I’m going to send this now before my beloved bride reads this, because she might not appreciate my humor!

And this is my response to their e-mail:

Hi—I’m sorry to hear that your new fridge has a problem, but I’m sure the company will make it good. If you like, you can ask for the service tech to come in while you folks are out of town. We aren’t going anywhere. You can give the company my land line number and my cell number. Just tell them to call me and we can set up a mutually acceptable time for him (or her, or them) to fix the problem. I’ll make the fridge available and stand by to ensure that he (or she or they) do not abscond with either of the girls or Rhalph.

Is Rhalph spelled properly? Or is it Raff? Rhalph looks right to me.

Thanks for the heads-up and the disclaimer. I’m already considering my options in case some calamitous event precipitates a lawsuit. You know, of course, that my son-in-law is an attorney affiliated with one of the most prestigious law firms in the Dallas area.

However, please don’t even think of canceling and rescheduling your sojourn to the mountains. In the interests of full disclosure, I must admit that the firm, and therefore my son-in-law, handles only lawsuits lodged against corporations—lawsuits against McDonald’s, for example, in the case of “Elderly Lady Spills Hot Coffee in Lap While Leaving Drive Through Lane,” thereby suffering extreme physical damage caused by the beverage coming in contact with certain highly sensitive epidermal tissue, and irreparable mental anguish caused by the depilatory action of the hot coffee.
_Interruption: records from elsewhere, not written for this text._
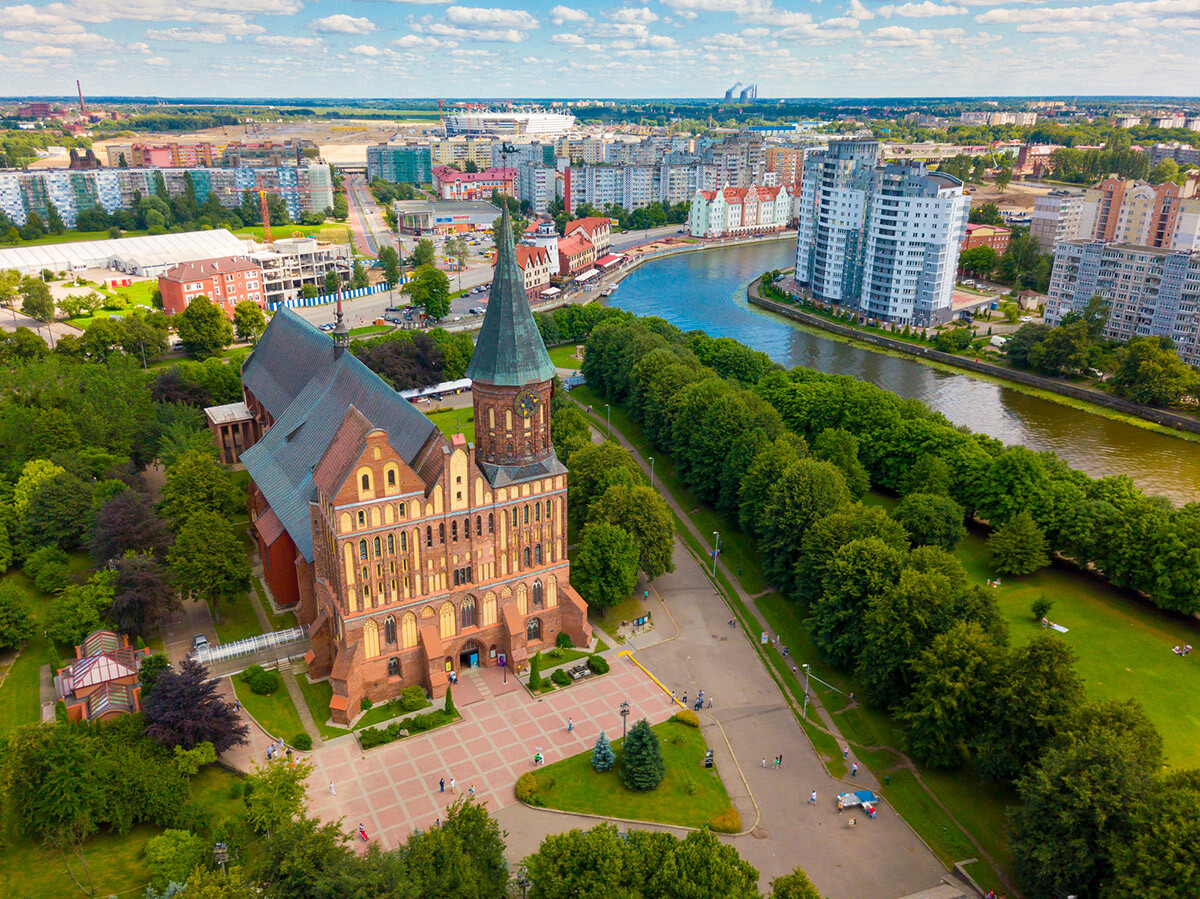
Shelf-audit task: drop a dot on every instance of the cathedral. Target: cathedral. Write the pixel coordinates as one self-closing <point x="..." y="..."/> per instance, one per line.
<point x="408" y="555"/>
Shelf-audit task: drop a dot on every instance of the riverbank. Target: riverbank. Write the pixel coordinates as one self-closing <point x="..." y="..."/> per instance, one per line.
<point x="1048" y="388"/>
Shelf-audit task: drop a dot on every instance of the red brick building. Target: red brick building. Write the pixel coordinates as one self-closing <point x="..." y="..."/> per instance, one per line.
<point x="226" y="281"/>
<point x="987" y="235"/>
<point x="407" y="555"/>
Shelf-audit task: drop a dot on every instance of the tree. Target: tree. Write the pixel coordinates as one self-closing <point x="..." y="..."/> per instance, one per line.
<point x="954" y="685"/>
<point x="126" y="522"/>
<point x="430" y="288"/>
<point x="249" y="319"/>
<point x="931" y="520"/>
<point x="603" y="757"/>
<point x="641" y="759"/>
<point x="390" y="262"/>
<point x="275" y="795"/>
<point x="979" y="261"/>
<point x="605" y="565"/>
<point x="646" y="515"/>
<point x="198" y="483"/>
<point x="1151" y="372"/>
<point x="1018" y="546"/>
<point x="208" y="561"/>
<point x="143" y="597"/>
<point x="36" y="300"/>
<point x="793" y="886"/>
<point x="1079" y="803"/>
<point x="172" y="855"/>
<point x="1037" y="691"/>
<point x="16" y="621"/>
<point x="150" y="671"/>
<point x="186" y="708"/>
<point x="204" y="328"/>
<point x="423" y="253"/>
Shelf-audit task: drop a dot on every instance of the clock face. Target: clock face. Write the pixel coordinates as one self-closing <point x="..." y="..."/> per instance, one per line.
<point x="527" y="402"/>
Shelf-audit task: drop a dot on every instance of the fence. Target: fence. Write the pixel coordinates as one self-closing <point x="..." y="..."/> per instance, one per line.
<point x="259" y="649"/>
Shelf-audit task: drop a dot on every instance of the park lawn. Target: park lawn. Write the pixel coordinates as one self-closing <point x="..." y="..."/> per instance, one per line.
<point x="115" y="861"/>
<point x="451" y="421"/>
<point x="1122" y="643"/>
<point x="689" y="795"/>
<point x="736" y="550"/>
<point x="564" y="357"/>
<point x="276" y="713"/>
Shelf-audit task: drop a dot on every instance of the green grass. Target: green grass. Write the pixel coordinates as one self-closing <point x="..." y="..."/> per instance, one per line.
<point x="114" y="861"/>
<point x="564" y="357"/>
<point x="276" y="713"/>
<point x="451" y="421"/>
<point x="689" y="795"/>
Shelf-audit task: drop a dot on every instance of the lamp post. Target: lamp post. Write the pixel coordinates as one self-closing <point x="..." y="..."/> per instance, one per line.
<point x="805" y="712"/>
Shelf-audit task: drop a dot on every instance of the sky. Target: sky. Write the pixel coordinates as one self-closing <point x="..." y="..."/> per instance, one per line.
<point x="595" y="48"/>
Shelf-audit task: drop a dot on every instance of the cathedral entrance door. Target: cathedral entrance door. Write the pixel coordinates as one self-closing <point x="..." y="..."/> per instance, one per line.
<point x="469" y="657"/>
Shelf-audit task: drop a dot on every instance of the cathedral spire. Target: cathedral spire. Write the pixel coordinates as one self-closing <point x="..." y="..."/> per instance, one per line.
<point x="509" y="351"/>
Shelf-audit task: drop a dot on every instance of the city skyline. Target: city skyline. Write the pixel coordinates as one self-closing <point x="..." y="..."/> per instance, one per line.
<point x="685" y="48"/>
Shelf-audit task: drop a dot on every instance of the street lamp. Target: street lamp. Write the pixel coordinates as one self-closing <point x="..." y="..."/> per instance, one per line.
<point x="805" y="712"/>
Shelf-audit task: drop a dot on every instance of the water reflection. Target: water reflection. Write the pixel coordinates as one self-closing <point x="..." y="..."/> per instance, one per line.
<point x="707" y="291"/>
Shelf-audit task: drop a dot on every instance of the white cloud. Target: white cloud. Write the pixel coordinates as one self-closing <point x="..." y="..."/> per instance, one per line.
<point x="924" y="10"/>
<point x="186" y="35"/>
<point x="562" y="15"/>
<point x="342" y="24"/>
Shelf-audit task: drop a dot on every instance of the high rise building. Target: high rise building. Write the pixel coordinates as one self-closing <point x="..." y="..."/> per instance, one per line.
<point x="407" y="163"/>
<point x="1151" y="292"/>
<point x="881" y="239"/>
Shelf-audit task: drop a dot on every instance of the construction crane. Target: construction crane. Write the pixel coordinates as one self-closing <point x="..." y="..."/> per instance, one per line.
<point x="267" y="216"/>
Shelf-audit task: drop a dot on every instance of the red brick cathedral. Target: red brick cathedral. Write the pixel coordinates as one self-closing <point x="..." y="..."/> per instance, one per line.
<point x="405" y="553"/>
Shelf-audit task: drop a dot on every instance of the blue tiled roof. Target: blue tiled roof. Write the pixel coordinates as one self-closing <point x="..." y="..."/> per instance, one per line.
<point x="325" y="387"/>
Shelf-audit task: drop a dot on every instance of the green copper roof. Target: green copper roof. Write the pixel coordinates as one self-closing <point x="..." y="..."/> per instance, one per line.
<point x="509" y="351"/>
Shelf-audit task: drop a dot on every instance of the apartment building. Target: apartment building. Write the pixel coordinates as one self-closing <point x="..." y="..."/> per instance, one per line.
<point x="535" y="269"/>
<point x="226" y="281"/>
<point x="739" y="211"/>
<point x="881" y="239"/>
<point x="304" y="189"/>
<point x="1165" y="215"/>
<point x="1056" y="217"/>
<point x="453" y="184"/>
<point x="408" y="163"/>
<point x="537" y="185"/>
<point x="1152" y="292"/>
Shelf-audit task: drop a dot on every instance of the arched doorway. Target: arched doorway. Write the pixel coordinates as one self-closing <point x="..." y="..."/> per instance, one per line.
<point x="471" y="655"/>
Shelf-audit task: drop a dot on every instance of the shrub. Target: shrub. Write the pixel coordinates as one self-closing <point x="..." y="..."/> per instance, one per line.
<point x="413" y="699"/>
<point x="527" y="789"/>
<point x="729" y="821"/>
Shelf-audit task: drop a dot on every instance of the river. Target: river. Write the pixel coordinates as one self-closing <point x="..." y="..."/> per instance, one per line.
<point x="707" y="289"/>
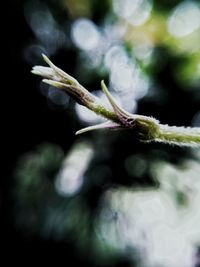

As Sean Hannity of Fox News is wont to say, “Let not your hearts be troubled.” My son-in-law is the only lawyer I know, and I have no desire to know any others—nay, I have a pronounced aversion to knowing any others.

Oh, and still in the interest of full disclosure, I made up the part that reads, “. . . one of the most prestigious law firms in the Dallas area.” The firm could well be such, but I have never heard, read or seen the claim in any forum—not in discussions, not in print and not in radio or TV commercials.

Hey, I just realized that today is Saturday (I didn’t really realize it—my wife just told me) and y’all are already on your way, so obviously my offer to stand by while the fridge gets fixed is moot. However, I will give myself full credit for making the offer, albeit a day late, and I’ll still send this e-mail—otherwise I’ve wasted a lot of typing. And I’ll make the same offer for next week, or whenever, just in case you both need to stay on the job.

Enjoy, and be careful—I know that most skiers take the lift up and ski downhill. If you do ski, you should reverse that practice—ski only uphill and take the lift back down, and you’ll never be in danger of attempting to occupy the same space occupied by a tree, a situation that is impossible due to an immutable law of physics, namely that “No two objects can occupy the same space at the same time.” And if you should happen to encounter a tree while speeding uphill, any damage, either to you or the tree, should be negligible.

That’s my story and I’m sticking to it—I’ll get back to you later with more details.